‘’Keyfiyetin pençesi!‘’
Bu tutumun adını koymak zor... ‘Kibir’ mi, ‘kendini herkesten ve herşeyden üstün görme’ mi, ‘bilginin sadece ve sadece kendi tekelinde olduğuna inanma’ mı?.. Bunlardan biri mi yoksa hepsi mi? Hayır bunlar değil de bambaşka gerekçeler mi? Türkiye Futbol Direktörü Fatih Terim, bu ülkedeki tüm vatandaşlara ait takımı yönetirken hangi yöntem ve motivasyonla davranıyor anlamak gerçekten zor. Her karar ve uygulamasına kayıtsız şartsız biat isteyen, soru almayan, yanıtı da olmayan adeta hikmetinden sual olunmaz ‘ilahi bir güç’ karşısındayız.. Ve öylesine çaresiziz ki, dişlerimizi sıkmaktan çoğumuzun çene ağrısı çıplak gözle görünür halde.
O zaman neden yoktu?
Yanıt gelmez ama yine de ‘dipsiz kuyu’ya birkaç soru soralım. ‘Devşirme stoper’lerle Avrupa Şampiyonası oynayıp malum tartışmalara yol açan Terim, o takıma Ömer Toprak’ı neden çağırmadı ve şimdi ne değişti de çağırdı? O tartışmanın merkezinde olan ve cezalı olduğu bilinirken geniş kadroya aldığı Gökhan Töre sadece performans gerekçesiyle mi takıma dahil edilmedi?
Daha önce kadroya almadığı Kadir Hakan Balta, ‘Türk halkından özür diledi’ mi? Ya da ‘ilkesel kararlar’da yapılan değişiklikler başta Arda Turan olmak üzere diğer oyunculara neden işletilmedi?

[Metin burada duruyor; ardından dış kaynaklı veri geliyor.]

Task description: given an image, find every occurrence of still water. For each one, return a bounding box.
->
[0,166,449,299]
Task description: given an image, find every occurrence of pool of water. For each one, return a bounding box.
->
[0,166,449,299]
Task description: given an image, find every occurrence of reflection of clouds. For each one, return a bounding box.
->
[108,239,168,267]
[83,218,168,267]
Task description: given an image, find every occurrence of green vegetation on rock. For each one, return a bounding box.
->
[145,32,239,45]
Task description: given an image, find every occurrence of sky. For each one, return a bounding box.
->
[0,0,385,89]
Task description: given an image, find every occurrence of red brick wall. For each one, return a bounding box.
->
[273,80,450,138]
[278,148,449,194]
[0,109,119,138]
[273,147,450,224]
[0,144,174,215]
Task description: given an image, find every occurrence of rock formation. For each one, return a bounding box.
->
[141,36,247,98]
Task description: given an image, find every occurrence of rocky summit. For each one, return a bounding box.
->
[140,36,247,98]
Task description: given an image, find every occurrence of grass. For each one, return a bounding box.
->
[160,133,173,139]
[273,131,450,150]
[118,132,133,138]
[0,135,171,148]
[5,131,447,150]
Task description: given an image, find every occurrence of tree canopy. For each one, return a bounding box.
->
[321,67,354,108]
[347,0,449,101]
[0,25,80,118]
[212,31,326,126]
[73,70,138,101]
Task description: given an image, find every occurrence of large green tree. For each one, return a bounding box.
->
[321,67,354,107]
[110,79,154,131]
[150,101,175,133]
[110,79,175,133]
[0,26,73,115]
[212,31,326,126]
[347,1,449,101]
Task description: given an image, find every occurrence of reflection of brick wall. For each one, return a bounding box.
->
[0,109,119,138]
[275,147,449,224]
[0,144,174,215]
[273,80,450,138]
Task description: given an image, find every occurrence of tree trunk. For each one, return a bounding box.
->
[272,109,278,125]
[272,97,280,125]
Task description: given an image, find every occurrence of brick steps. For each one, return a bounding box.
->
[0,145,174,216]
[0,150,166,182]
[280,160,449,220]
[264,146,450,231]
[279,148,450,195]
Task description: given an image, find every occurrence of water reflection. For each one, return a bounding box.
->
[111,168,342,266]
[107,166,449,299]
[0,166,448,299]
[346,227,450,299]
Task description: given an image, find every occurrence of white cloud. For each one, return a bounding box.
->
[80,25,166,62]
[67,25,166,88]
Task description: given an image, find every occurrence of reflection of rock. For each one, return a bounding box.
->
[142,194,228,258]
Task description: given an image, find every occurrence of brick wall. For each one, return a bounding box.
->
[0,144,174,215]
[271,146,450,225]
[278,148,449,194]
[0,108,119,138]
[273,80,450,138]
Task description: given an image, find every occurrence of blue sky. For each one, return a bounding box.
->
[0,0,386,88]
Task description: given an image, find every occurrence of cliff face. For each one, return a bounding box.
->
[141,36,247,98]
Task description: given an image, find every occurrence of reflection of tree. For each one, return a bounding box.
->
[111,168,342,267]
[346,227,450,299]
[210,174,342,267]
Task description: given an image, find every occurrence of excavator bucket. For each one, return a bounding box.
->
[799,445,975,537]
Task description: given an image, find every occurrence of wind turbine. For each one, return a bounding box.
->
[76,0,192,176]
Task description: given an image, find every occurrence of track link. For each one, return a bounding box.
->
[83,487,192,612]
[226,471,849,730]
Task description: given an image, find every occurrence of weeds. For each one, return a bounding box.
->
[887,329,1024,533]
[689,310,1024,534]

Artık eminiz ki, gerekçe ‘performans’ ile açıklanacak gibi değil!.. Eğer öyle ise ‘seçicinin günümüz futbolu’na dair bilgileri hayli tartışmalı hale gelir!
Açıklama yaparsa...
Yok eğer mesele, sadece birilerinin bildiği ve geniş yığınların hâlâ öğrenemediği ‘prim meselesi’ ise... Bu tartışma/kavganın aslı astarı nedir? Bu primler dağıtılmış mıdır? Dağıtıldı ise kim ne kadar almıştır? Ve sahi... Yeri gelince ‘teknik direktör’ gibi davranan Terim şu büyük ve derin sığınağı ‘futbol direktörlüğü’ makamının görev ve sorumluluk alanını açıklayabilir mi? Ancak rica edeyim eğer tenezzül gösterir ve açıklama yaparsa, biz ‘futboldan yeterince anlamayan’ ama futbolu da en az ondan anlayanlar kadar seven fanilerin anlayacağı dilde olsun! Soruların ‘dipsiz kuyuya’ sorulduğunu söylemiştim değil mi!

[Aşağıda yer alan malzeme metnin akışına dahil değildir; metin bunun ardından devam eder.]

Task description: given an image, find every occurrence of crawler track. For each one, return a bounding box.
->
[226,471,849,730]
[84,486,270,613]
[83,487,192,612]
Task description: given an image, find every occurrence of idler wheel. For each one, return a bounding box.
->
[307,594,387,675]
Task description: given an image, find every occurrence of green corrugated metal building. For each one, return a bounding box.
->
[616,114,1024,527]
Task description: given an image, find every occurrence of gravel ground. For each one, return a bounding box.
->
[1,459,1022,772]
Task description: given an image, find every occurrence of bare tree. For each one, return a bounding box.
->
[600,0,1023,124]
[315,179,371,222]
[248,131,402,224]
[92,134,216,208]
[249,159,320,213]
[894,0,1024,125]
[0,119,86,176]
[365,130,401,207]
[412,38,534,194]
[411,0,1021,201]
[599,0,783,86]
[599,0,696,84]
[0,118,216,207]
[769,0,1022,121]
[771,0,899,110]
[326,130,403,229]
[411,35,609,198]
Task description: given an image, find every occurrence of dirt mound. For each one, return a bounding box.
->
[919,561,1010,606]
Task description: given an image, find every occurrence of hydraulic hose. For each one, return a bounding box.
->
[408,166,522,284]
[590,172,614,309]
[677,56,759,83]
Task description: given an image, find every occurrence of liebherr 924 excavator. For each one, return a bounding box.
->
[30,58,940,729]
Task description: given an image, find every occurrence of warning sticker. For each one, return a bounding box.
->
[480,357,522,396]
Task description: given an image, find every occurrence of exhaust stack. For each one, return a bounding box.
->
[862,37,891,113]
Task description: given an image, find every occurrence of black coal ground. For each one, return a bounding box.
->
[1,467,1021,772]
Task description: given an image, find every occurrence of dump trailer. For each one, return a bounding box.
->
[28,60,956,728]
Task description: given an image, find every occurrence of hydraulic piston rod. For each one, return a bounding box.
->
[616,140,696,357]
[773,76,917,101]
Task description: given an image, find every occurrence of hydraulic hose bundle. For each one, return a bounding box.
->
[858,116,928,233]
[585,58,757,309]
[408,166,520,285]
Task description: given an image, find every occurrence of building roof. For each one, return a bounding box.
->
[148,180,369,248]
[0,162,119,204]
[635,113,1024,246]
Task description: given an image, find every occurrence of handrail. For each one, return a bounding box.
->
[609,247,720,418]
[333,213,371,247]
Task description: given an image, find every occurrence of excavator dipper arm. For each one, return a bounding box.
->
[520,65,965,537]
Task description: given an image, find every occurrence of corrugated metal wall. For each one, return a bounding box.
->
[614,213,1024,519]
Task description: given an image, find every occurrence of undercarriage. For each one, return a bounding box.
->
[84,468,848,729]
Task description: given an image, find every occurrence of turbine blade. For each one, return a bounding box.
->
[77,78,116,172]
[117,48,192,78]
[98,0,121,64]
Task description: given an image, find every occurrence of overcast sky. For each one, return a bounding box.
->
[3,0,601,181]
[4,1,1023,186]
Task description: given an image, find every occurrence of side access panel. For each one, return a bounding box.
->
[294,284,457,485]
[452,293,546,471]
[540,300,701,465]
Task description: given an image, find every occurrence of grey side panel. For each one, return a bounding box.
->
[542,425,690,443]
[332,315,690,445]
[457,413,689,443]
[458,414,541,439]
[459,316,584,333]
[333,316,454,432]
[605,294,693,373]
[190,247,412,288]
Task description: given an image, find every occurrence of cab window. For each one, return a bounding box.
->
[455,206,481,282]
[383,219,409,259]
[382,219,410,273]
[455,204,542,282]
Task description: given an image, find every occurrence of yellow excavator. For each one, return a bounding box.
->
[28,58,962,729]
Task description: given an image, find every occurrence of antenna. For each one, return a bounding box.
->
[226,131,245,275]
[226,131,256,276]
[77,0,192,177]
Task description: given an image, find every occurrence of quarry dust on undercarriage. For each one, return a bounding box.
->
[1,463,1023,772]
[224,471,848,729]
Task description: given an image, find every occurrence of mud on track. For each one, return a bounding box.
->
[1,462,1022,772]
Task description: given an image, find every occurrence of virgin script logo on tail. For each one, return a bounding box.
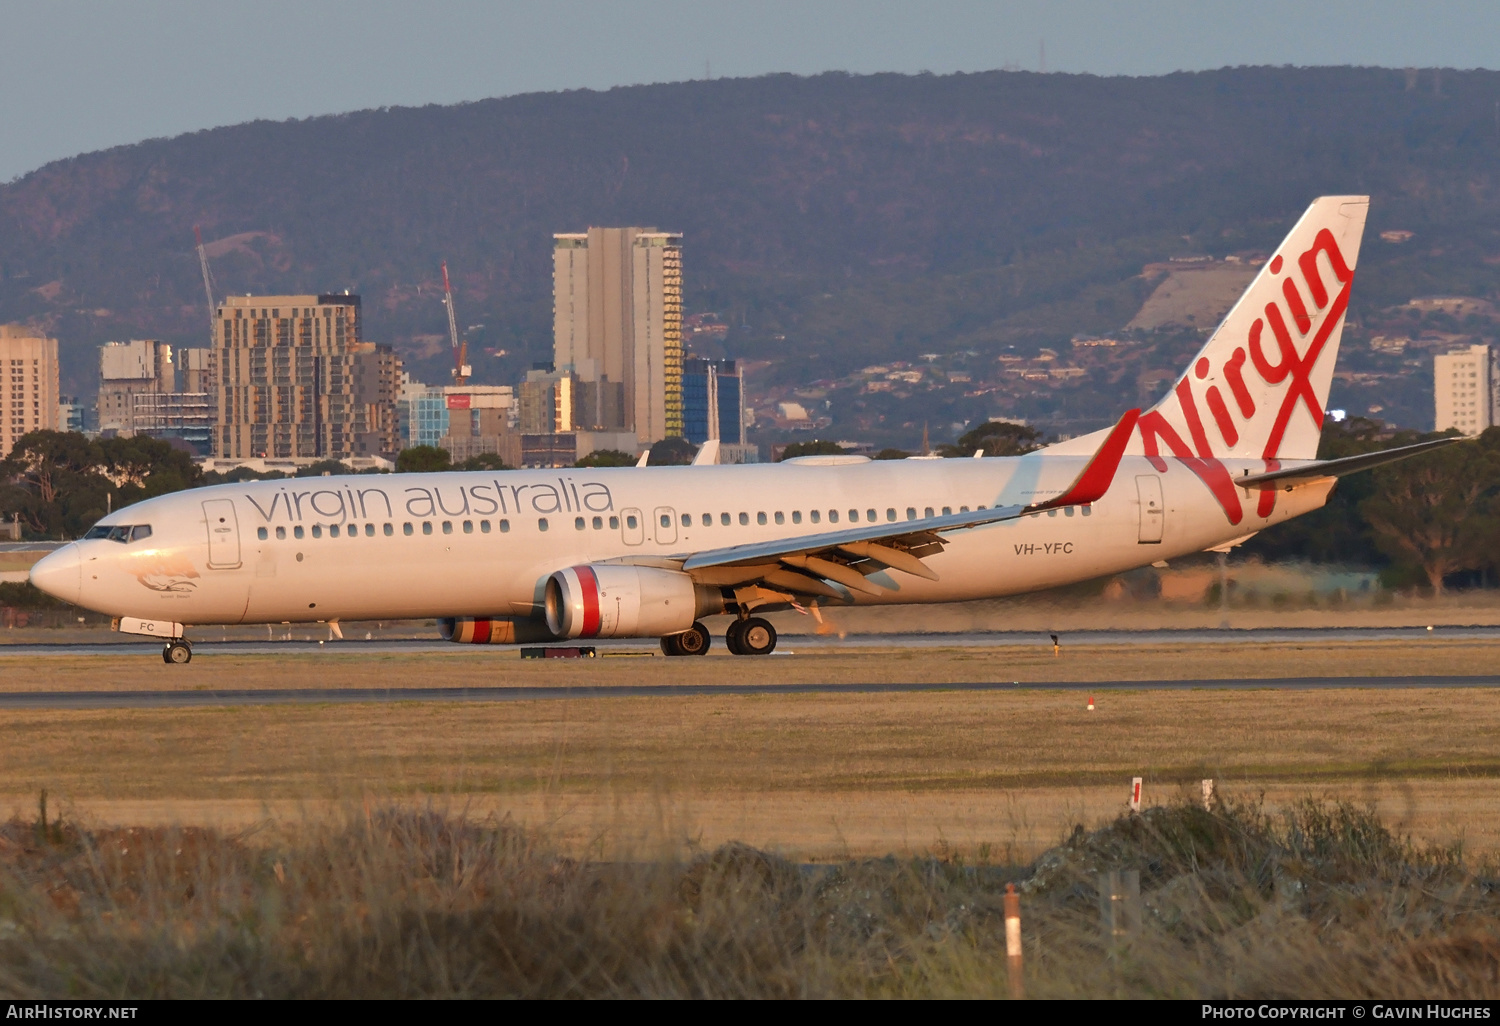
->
[1137,228,1355,525]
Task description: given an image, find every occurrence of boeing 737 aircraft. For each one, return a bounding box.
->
[29,196,1454,663]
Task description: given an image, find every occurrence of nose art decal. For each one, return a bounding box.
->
[122,551,201,593]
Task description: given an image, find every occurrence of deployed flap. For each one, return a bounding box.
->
[1234,436,1461,489]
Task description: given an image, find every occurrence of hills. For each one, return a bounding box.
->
[2,66,1499,446]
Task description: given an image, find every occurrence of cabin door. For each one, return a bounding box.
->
[1136,476,1164,544]
[203,499,243,568]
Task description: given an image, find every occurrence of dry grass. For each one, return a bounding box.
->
[5,687,1500,858]
[1,797,1497,998]
[0,637,1498,692]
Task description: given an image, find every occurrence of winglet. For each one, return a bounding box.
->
[1028,408,1139,510]
[635,449,650,468]
[692,439,721,466]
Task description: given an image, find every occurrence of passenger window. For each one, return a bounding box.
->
[442,522,453,534]
[294,526,305,539]
[312,525,323,538]
[593,516,603,530]
[792,511,802,524]
[463,520,474,533]
[1065,507,1075,517]
[739,513,749,526]
[539,518,549,531]
[422,523,432,535]
[1082,506,1093,517]
[849,510,859,522]
[886,508,896,522]
[402,523,413,536]
[702,513,711,527]
[384,523,394,536]
[131,525,153,541]
[500,519,511,533]
[1047,509,1058,518]
[681,513,691,527]
[608,516,619,530]
[576,517,587,531]
[660,514,671,528]
[626,514,638,530]
[925,507,934,518]
[942,507,952,516]
[827,510,837,523]
[906,507,916,520]
[330,525,341,537]
[811,510,821,524]
[349,528,358,540]
[775,512,785,525]
[276,526,286,540]
[757,512,767,526]
[257,527,268,540]
[365,523,376,537]
[480,520,491,533]
[960,506,970,513]
[720,512,730,526]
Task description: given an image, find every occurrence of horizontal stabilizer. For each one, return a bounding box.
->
[1233,437,1462,489]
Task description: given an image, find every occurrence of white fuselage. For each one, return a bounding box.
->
[35,454,1332,629]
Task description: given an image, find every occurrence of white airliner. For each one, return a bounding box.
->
[30,196,1453,663]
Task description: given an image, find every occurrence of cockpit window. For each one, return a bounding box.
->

‘’Beşiktaş işini zora soktu‘’
İnsan yaşadıkça, dahası yenildikçe öğreniyor. Şenol Güneş hem geçmiş sezonların hem geçen sezonun tecrübesiyle tüm ilk yarı boyunca ‘kontrol oyunu’nu tercih etmişti ki, doğruydu. En büyük yardımcısı da sahada ‘tansiyon aleti’ni eline verdiği Tolgay Arslan oldu. Tolgay geri çekildi ve maçın ritmini hocasının istediği gibi ayarladı. Beşiktaş ilk yarı boyunca gol pozisyonu üretemedi doğru ama Kiev’e gol pozisyonu da vermedi. Rakibinden farkı gol atmış olmasıydı.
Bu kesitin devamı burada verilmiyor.